By Bobby Harrison/NEMS Daily Journal
JACKSON – In the 1980s, Mississippi’s business community helped lead an effort to increase the tax on motor fuels to fund a massive highway four-laning project.
To this day, the success of the project is still proclaimed by the business community. Without the four-lane project, Mississippi would not have had whatever economic development successes it has had since then, business leaders, such as Mississippi Economic Council President Blake Wilson and others have said.
No doubt, if the major improvements had not been made to U.S. Highway 78, thanks in large part to the aforementioned 1987 Four-Lane Act, a major Toyota manufacturing plant would not be churning out Corollas right now at Blue Springs and all of the other auto suppliers would not have located in the area.
And to take it a step further, if not for a $334 million incentive package provided by the state in 2007, Toyota would not be producing cars in Northeast Mississippi.
A similar package lured Nissan to central Mississippi in 2002. Countless other examples of incentive packages to lure businesses to various areas could be cited.

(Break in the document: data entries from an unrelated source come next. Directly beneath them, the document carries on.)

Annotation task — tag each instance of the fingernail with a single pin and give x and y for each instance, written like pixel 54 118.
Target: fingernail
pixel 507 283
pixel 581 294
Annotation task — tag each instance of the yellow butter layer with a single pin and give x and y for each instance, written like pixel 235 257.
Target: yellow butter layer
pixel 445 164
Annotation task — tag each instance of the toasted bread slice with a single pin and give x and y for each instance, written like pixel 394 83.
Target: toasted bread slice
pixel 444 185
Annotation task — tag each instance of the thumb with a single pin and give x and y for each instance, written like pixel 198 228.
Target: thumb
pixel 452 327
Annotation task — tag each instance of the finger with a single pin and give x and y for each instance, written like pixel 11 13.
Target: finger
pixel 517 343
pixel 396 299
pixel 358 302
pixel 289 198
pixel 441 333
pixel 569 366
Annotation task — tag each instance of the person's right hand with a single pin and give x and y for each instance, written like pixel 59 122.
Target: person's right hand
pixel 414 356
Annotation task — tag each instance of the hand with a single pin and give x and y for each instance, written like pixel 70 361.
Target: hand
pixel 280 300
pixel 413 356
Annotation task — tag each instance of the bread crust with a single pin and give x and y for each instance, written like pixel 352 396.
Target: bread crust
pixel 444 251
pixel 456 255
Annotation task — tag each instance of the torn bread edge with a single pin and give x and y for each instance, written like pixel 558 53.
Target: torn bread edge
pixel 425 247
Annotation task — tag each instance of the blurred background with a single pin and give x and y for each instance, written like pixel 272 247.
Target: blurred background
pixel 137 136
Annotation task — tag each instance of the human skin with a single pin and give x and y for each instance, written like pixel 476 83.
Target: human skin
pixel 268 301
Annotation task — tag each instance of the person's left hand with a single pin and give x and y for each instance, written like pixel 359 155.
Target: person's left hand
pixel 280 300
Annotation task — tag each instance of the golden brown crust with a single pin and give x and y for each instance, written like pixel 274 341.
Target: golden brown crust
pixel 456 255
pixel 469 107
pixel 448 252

Right now, somewhere in the state, a business is asking for something from government.
There is a great debate under way on the national level about whether government plays a part in the success of American business.
Anyone who argues it does not has not been watching what has been going on in this country for literally centuries.
Every American – from the wealthiest CEO, to owner of a mom and pop business, to the day laborer to the stay-at-home spouse – has a vested interest in this country having an up-to-date infrastructure, a good education system and strong public safety apparatus.
An educated work force earns more and is thus able to buy more cars or other items. A better educated work force can afford to eat out more at local restaurants. And good roads help to get people to the restaurants.
It is no coincidence that the big push right now by members of the state’s business community is to curb the state’s abysmal dropout rate and to produce more college graduates. It is well documented that the states with a more educated populace have higher standards of living.
And it also is well documented that Mississippi invests less in education than those states do.
In 2006, former Netscape Chief Executive Officer Jim Barksdale offered to give the state $50 million to combat the dropout problem if the state would fully fund education.
If a person wants to judge the success of a businessperson by the size of his bank account, Barksdale would be in at least the state’s top five.
He has been called on by various governors to lead efforts for the state. Haley Barbour enlisted Barksdale to lead a Hurricane Katrina recovery effort even though Barksdale supported Barbour’s opponent – former Gov. Ronnie Musgrove. Current Gov. Phil Bryant recruited Barksdale to lead the state’s economic development efforts.
If anyone has succeeded in the private sector and owes a big thank-you to the private sector, it is Jim Barksdale.
Yet, here he was talking about the importance in investing in government – in education, which is a core function of any successful government.
Barksdale has through the years remained consistent in that belief because it helps all Mississippians – including the business community.
Without that government help, the business community in Mississippi – in America – will not succeed.